“My 19th summer was spent discovering the literature of the Founding Fathers in the octagonal library at Hayes Plantation in [Chowan County] North Carolina.
“Beyond the historical importance of the collection was the room itself–neo-gothic walnut cases with busts above the shelves under a pale-blue domed ceiling and in the center, an early-American eight-sided table heaving with ferns and more books on fantastic subjects like astronomy and geography. The library’s architecture suited its contents, cluing visitors in to the pursuits, passions and vices of its owner.
“I think about this room a lot–and about what will happen when digital books, if ever, replace the old-fashioned kind.

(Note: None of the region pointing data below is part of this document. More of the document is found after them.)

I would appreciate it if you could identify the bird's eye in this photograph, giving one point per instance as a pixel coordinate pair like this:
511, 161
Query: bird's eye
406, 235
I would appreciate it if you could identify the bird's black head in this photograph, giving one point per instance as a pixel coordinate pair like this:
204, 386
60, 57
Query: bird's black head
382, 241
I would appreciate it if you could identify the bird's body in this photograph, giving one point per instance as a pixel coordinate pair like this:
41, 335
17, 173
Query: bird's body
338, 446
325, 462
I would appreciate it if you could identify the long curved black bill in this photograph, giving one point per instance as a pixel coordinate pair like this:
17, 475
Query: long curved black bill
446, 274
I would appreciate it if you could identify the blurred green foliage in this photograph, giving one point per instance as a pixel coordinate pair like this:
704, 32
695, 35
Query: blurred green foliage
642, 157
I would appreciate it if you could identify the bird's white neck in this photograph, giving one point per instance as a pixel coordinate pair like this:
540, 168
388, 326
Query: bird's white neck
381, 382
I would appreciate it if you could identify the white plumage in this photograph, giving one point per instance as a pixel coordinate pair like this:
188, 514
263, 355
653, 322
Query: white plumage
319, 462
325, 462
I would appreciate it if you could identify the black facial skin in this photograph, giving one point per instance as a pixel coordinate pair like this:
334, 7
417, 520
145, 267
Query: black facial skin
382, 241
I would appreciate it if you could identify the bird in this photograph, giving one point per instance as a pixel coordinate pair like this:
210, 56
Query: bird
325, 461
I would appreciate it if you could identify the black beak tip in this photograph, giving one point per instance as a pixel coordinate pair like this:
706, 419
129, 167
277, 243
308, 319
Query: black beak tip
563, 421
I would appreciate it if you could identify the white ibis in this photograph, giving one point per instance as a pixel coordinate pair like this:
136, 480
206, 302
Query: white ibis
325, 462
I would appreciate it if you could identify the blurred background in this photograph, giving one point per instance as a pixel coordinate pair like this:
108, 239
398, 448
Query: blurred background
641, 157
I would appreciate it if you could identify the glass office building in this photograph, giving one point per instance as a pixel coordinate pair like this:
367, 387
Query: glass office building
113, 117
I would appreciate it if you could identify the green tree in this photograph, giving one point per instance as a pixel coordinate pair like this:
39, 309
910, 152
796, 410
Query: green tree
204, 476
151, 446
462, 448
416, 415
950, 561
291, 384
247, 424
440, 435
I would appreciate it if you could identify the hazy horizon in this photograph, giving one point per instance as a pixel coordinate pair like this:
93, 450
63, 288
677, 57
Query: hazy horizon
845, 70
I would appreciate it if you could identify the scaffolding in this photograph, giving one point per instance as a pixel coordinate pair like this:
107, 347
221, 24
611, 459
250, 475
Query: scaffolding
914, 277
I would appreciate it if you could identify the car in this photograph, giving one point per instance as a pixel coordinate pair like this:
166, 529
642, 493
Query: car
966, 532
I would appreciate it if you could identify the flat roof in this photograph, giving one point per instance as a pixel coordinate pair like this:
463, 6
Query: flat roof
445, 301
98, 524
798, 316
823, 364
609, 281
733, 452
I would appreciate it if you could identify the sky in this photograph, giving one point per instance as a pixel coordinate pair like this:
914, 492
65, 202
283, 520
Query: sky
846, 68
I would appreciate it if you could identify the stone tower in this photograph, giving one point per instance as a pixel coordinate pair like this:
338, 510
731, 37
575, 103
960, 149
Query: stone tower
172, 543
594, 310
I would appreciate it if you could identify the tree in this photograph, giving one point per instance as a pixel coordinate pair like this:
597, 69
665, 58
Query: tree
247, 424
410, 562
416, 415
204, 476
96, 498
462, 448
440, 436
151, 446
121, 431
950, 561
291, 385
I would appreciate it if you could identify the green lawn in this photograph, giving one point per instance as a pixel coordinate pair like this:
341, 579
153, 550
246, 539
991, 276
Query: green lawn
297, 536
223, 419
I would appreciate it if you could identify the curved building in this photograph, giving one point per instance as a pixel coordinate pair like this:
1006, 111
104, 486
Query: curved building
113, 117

I’m hoping books will become more prized as their population diminishes….”
— From “Bookish Good Looks; The right shelves, well-stocked, speak volumes” by Sara Ruffin Costello in the Wall Street Journal (Sept. 10, 2011)
Hayes Library is faithfully replicated in the North Carolina Collection Gallery.
— Jack Betts, the Great State’s foreign correspondent in Raleigh for the past two decades, debarks more suddenly than but just as gracefully as his positively-addicted readers would expect. Jack will dispute this — of course! — but it was his unrelenting editorials and columns that took the lead in sparing Eastern North Carolina the Navy’s ill-sited landing field. In his un-bow-tied hours, he has been an unrivaled fool for tools, managing to wring romance out of an aluminum pot that “perked coffee in five states, on four boats and in at least three houses,” a C-ration can opener brought home from the Army and on his last day a humble tin cheese grater. Happy retirement, Jack.
— Yet another remarkable entry in the New York Times’ Disunion blog, this one about North Carolina’s wrenching decision to secede. Overall, it’s been exciting to see historians and journalists in 2011 probing the way to war so much more ambitiously than in 1961.
— Surely someone saved Garner’s historic last Slim Jim for the North Carolina Collection Gallery.